I have tried to submit the CLA, but I don't know what to fill in for the field: "Please add the Canonical Project Manager or contact". It won't let me submit it without that value. What should I put in there?
I actually don't know to be honest. I suppose since you're contributing to subiquity you could put "subiquity" down, but I'm not sure this field matters for individual contributors.
I'll also add in the user experience that lead me to this issue.
While attempting to automate my install process, I had a small autoinstall file with a single entry in late-commands. Something like this:
autoinstall:
version: 1
...
late-commands:
- echo "Hello"
The exact command was different. I then made quite a number of changes including commenting out that command with a pound sign, but I did not comment out the key in front of it. After that, I found my installer was crashing and my initial suspicions were related to other changes I had made. It took me some time to realize that the crash was due to this file:
autoinstall:
version: 1
...
late-commands:
#- echo "Hello"
Thank you for sharing! This is exactly the kind of scenarios I want to avoid.
It took me some time to realize that the crash was due to this file
Yeah autoinstall errors can be elusive. We've done some work to make the runtime errors more obvious but the easiest ones to catch are ones like this where we can screen for them at validation time.
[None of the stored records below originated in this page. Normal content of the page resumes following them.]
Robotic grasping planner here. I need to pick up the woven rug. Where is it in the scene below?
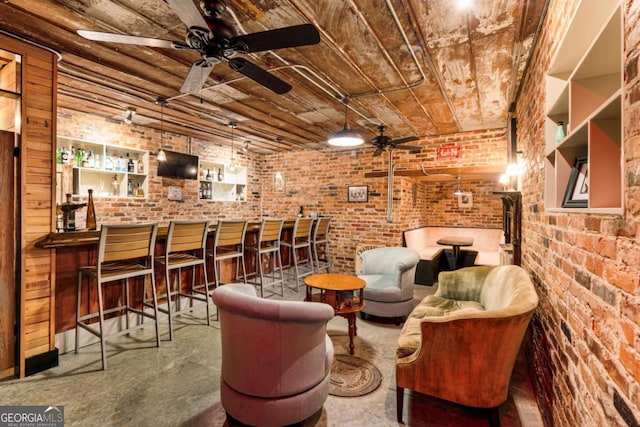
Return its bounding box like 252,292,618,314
329,354,382,397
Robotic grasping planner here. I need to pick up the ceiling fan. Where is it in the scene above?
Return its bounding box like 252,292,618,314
371,125,421,156
78,0,320,94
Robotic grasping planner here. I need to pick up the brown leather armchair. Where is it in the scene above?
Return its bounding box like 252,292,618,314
396,265,538,426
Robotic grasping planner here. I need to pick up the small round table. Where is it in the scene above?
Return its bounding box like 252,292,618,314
436,236,473,270
304,273,366,354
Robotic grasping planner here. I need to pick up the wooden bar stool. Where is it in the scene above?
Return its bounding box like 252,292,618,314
311,216,331,273
75,224,160,370
207,220,247,286
247,218,284,298
156,221,213,340
280,217,313,292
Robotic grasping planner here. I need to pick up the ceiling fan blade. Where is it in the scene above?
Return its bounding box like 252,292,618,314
394,145,422,153
229,58,291,95
389,136,420,145
180,59,214,93
167,0,209,30
77,30,183,48
229,24,320,53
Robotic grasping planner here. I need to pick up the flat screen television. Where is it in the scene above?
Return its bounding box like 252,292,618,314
158,150,198,179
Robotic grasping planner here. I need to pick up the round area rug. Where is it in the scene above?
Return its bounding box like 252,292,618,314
329,354,382,397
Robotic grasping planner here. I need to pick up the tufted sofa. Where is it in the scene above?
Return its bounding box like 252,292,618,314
396,265,538,425
213,284,334,427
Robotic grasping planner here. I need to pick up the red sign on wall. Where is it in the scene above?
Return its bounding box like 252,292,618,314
438,145,462,159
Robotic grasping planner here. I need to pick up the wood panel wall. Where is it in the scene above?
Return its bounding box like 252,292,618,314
0,35,57,376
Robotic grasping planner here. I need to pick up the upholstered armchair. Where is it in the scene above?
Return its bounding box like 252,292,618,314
396,265,538,426
213,284,334,427
358,247,420,323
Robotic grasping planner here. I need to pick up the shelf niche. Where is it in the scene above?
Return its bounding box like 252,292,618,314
545,0,623,213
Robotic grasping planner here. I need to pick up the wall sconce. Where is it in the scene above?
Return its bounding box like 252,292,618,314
124,107,136,125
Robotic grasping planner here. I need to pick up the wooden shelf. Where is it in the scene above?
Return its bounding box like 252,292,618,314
545,0,623,213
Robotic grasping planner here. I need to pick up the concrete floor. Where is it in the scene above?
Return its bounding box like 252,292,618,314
0,286,543,427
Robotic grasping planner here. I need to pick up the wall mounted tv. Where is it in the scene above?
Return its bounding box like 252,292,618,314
158,150,198,179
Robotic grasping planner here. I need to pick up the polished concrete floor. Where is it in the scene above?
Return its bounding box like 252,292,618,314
0,286,542,427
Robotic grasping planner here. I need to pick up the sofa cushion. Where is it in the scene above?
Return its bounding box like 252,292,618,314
358,274,402,302
396,295,484,357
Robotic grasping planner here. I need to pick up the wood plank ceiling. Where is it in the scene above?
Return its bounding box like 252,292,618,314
0,0,548,153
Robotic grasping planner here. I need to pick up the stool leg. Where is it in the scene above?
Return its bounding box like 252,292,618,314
149,269,160,347
76,271,82,354
98,280,107,371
I have tried to submit the CLA, but I don't know what to fill in for the field: "Please add the Canonical Project Manager or contact". It won't let me submit it without that value. What should I put in there?
I actually don't know to be honest. I suppose since you're contributing to subiquity you could put "subiquity" down, but I'm not sure this field matters for individual contributors.
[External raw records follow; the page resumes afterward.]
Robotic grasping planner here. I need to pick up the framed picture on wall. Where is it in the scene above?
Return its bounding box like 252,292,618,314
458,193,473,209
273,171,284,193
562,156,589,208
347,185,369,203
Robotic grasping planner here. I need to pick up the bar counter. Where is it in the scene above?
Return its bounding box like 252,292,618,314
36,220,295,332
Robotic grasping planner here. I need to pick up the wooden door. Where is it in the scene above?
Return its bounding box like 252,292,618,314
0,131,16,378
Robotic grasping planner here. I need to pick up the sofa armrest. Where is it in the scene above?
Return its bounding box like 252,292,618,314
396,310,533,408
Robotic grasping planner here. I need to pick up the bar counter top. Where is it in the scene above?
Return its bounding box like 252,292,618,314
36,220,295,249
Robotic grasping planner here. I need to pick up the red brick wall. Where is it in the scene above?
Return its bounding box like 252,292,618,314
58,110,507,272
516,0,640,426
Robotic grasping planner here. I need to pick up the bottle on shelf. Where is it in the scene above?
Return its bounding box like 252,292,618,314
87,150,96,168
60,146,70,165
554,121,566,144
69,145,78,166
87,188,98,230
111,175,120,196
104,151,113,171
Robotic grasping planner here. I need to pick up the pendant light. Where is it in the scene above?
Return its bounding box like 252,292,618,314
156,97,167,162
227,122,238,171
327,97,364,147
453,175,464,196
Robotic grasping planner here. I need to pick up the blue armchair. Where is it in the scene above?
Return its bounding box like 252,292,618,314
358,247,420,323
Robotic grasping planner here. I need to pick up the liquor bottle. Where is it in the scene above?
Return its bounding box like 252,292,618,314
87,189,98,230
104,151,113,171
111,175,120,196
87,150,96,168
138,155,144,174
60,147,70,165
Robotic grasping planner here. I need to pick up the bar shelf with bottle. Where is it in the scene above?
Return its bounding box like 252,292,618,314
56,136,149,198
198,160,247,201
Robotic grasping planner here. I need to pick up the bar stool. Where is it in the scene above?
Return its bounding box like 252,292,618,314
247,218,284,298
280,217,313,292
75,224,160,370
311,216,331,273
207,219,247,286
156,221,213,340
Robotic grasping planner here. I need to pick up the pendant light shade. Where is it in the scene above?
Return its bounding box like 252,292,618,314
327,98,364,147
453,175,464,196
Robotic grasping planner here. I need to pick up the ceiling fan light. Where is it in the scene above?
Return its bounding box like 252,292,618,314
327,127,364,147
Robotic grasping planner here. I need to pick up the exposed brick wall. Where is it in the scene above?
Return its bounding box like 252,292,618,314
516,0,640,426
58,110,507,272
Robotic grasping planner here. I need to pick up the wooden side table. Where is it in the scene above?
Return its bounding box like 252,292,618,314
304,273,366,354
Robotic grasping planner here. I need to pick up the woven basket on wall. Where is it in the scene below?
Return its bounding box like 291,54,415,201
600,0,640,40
For future note, I think that contact comes from this list: https://canonical.com/projects/directory. I have sent Matthieu an email.
If you don't want to merge this until it's changed to a validation error, feel free to change it to a Draft PR.
If you don't want to merge this until it's changed to a validation error, feel free to change it to a Draft PR.
Sure, let's do that then. I think something along the lines I suggested would be the right direction. A change to the jsonschema along with some unittests to verify the behavior would be good. You can use the exact change I suggested, or something different if you prefer.
Some tips: validation happens via a call to a controller's validate_autoinstall method, which is defined here. It's not a perfect example, but this test may be worth a read for an idea of how to setup the test. Although the real tests should land in test_cmdlist.py. If you'd like some more concrete pointers or have any questions, please feel free to ask!